この街にやってきたのはつい数週間前である
友人が同じ学校にいるわけでもなし。小中学校と一緒だった級友もいないわけだ。
とはいっても、小中学校と特に仲がよかった友はいなかったのだが。
「……。」
教室に入ると黒板には入学を祝うメッセージや無駄に色とりどりのチョークで描かれたイラストなどが敷きつめられていた。
騒がしい教室の中、冬璃は自分の席につく。
誰にも話しかけられもせず、窓の外を眺める。何も考えずに外を眺めていると、一人の少女が声をかけてくるのだ……といった漫画的展開はない。
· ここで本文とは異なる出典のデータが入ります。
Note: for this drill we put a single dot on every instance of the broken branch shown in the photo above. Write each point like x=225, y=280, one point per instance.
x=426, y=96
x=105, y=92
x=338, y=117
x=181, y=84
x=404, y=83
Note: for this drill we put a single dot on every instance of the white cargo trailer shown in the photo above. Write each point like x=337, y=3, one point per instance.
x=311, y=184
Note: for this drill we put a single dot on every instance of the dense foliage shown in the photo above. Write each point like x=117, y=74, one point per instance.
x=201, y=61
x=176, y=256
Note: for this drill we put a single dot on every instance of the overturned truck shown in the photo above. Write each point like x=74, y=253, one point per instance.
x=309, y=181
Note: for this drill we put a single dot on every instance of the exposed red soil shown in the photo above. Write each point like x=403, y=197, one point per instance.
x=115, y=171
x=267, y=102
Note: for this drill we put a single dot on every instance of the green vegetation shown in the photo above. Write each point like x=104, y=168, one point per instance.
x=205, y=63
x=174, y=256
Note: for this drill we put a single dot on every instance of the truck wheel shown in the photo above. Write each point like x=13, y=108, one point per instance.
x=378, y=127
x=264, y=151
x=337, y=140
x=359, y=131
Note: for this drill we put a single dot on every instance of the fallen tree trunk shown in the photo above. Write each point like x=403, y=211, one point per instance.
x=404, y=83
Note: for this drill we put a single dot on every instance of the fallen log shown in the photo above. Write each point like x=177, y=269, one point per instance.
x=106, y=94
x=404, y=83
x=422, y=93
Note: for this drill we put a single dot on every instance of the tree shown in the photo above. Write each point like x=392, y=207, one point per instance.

雑音にしか聴こえない周りの声を今すぐかき消したい。この境は慣れていたはずなのにやけに息苦し「なんしてんの?そんなツラしとったらみんなビビるで?」
声をかけてきたのは関西弁の少女…ではなく、小麦色に焼けた肌の少年だった。
「元からこんな顔なんだよ。」
「はは…ヤンキーくんか?」
少年は冬璃の前の席の椅子を引くと、冬璃のほうをむいて腰掛ける。
「俺の名前は尼崎龍や」
「志馬冬璃。」
「とうり…俺のことは龍でええからな。よろしゅうな冬璃!」
正直少し困惑していた。こんなふうに声をかけられたのは初めてだからだ。この学校に来て初めての友人となりそうだ
「龍は関西出身か?」
入学式も終わり、学校近くの喫茶店に二人はいた。
「そや。三年ほど前からここに来たんや。冬璃はずっとここにいたんか?」
「俺は今年からここに来たばかりだよ」
「そなんか。やから誰とも馴染んでなかったんやな!友達も居らへんからボッチやったわけやな」
グサッとなにかが冬璃の胸を刺した。何かをいいたいのを抑えて「まぁ。そんなところか」と返事を返す。
「なんでここに来たんや?やっぱ親の転勤とかか」
龍は親の転勤で引っ越してきたらしい。
「まぁ、保護者の都合」
「そっか。知っとるもんおらへんと何かと困るよなぁ」
同情するかのように言ったあと、メロンソーダを口にする。
そんなことはどうでもいい。知人がいないとしても困りはしない。今までな深く関わりもせず浅すぎずの程度に関係を築いていた。今更どういったことはない。
二人は喫茶店をでた。
しばらく街をウロウロ歩いて信号待ちをしていると、向こう側で待っている少女に目がいった。どこかで見たことある雰囲気の少女だ。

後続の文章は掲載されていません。